Cornelia Sorabjee: India’s first female advocate for women’s rights who was poisoned to death

She was the first woman lawyer in India. She helped bring justice to many women who faced the practice of the veil and men’s oppression, and she was doing so without any government support. He fought this battle alone and for all of them he risked his life many times.

There were many deadly attacks on them but each time they remained safe and struggled to achieve their goal.

He is also credited with introducing women to the legal field and allowing them to practice law in India and the United Kingdom.

Her name was Cornelia Sorabji.
The BBC’s Claire Bose speaks to her nephew and historian, Sir Richard Sarabji, on the BBC’s Witness History program, who has said many interesting things about Cornelia.

She described how Cornelia fought alone to not only make a place for herself in society but also to save the lives of many women.

How did it start

Cornelia was born in November 1866 in Nashik. At that time India was under British rule. His parents were Parsis but he later converted to Christianity. He was influenced by the British Raj and believed that the path to the success of his children passed through England.

Cornelia excelled in her studies and then became the first woman to be admitted to Bombay University. He also received scholarships to study further in the UK.

She became the first woman to study law at Oxford University, but in the final exam she was not allowed to sit with men, which she appealed against.

Shortly before the exams finally began, the university changed its rules and allowed them to take the exam. In 1892, she became the first woman in Britain to be allowed to take the Bachelor of Civil Law examination.

“I wanted to study law and when my wish came true, I felt my dream came true,” she wrote in a letter.

Richard Sorabjee said: “She seemed very calm but inside she wanted to know a lot. There was a kind of commotion inside them.

The struggle in India after Britain

She returned to India after completing her law studies at Oxford. Here she wanted to earn a living as a barrister, but at that time women in India and Britain had no right to practice as lawyers.

At that time there were many independent states in India. Cornelia was to visit several royal families. There they found that the women of these families had to live under the rule of men. They had no rights.
In those days, there was a strict tradition of veil in India. Women were not even allowed to talk to men outside the house or even look at them from afar.

Cornelia learned that many women were victims of male abuse in the family. He also had no right to family property.

Women were also killed for raising their voices. Because outsiders were barred from entering homes and women were barred from going out, there was no way for police officers to reach out about the persecution of women.

In such a situation, Cornelia decided to help these women. She appealed to the government to make her a legal adviser to the government to stop the oppression and justice of women in the Hindu and Muslim communities. But the government rejected his demand, citing the rules of the day.

Even after that, he did not give up and decided to do it alone. For the next 20 years, she played the role of a lawyer as well as a social worker and sometimes a spy, bringing more than 600 women their rights, justice and freedom from male oppression.

Gained hostility from many states

For some reason, they would enter these families and make friends with women and try to find out about their condition. And then with the help of police and officers get them out of trouble.
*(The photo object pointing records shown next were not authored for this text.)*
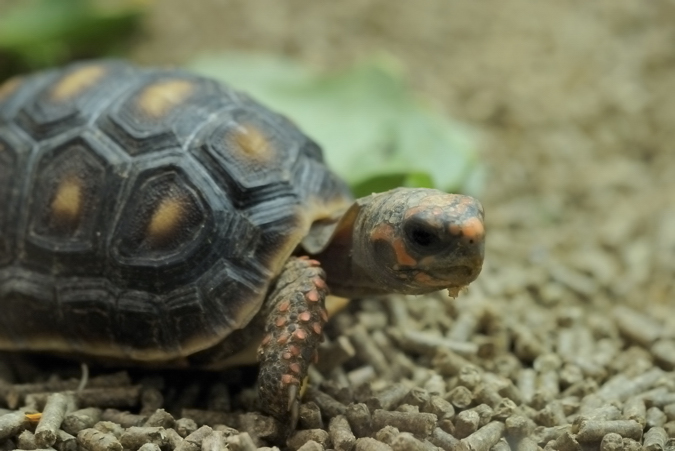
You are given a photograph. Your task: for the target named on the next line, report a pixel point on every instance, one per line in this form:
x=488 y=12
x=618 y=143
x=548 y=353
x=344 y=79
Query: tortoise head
x=415 y=241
“Sometimes I feel like I don’t know anything, I have to leave my journey in the middle,” he wrote. But friends kept encouraging me and in the end I succeeded. ‘

Richard Sorabjee explains: “Once she was providing legal assistance to a woman whose in-laws refused to pay her alimony. Then, through Cornelia’s efforts, they finally agreed to meet the woman. He indicated that he had changed his mind and was ready to pay the woman.

He also bought a dress for the woman he wanted to give as a gift. But Cornelia had some doubts. His mind was very sharp. When they checked the dress, they found that it was all poisonous.

In this way he saved the life of this woman. Cornelia herself was attacked several times. Many states began to consider him their enemy. He believed that women should be subjugated to men and that Cornelia was fighting for their rights and trying to damage their culture.

Once a royal family invited him as a guest and sent him to his room for breakfast. The stench from the food made Cornelia realize something was wrong. They did not eat that food. An examination later revealed that the food had been poisoned.
When the judge said ‘you know nothing but English’
Many years later, in 1919, the United Kingdom finally changed the law and allowed women to enter the legal field, paving the way for women to become lawyers and judges.

The change in the rules also opened the way for Cornelia to become a lawyer and she became the first woman lawyer in India.

She wrote: ‘I wanted to do this so that I could say that women can do everything. So that the women who are facing the atrocities of men can see a ray of hope.

But even after becoming a lawyer, his path was not easy. Because at that time judges were prejudiced against women. He took the pleas of male lawyers very seriously but did not give due importance to female lawyers.

He wrote that once a judge said of him, ‘You know English well. But you don’t know anything else. ‘

Some credit goes to women for entering the field of advocacy.

Helena Normenton, Britain’s first female barrister, said: ‘Cornelia Sorabjee strongly defended women’s rights. Thanks to the fierce struggle she waged and struggled to allow women to become advocates, she has become a lawyer today.

After retiring from law, he settled in London. She died in London in 1954 at the age of 88.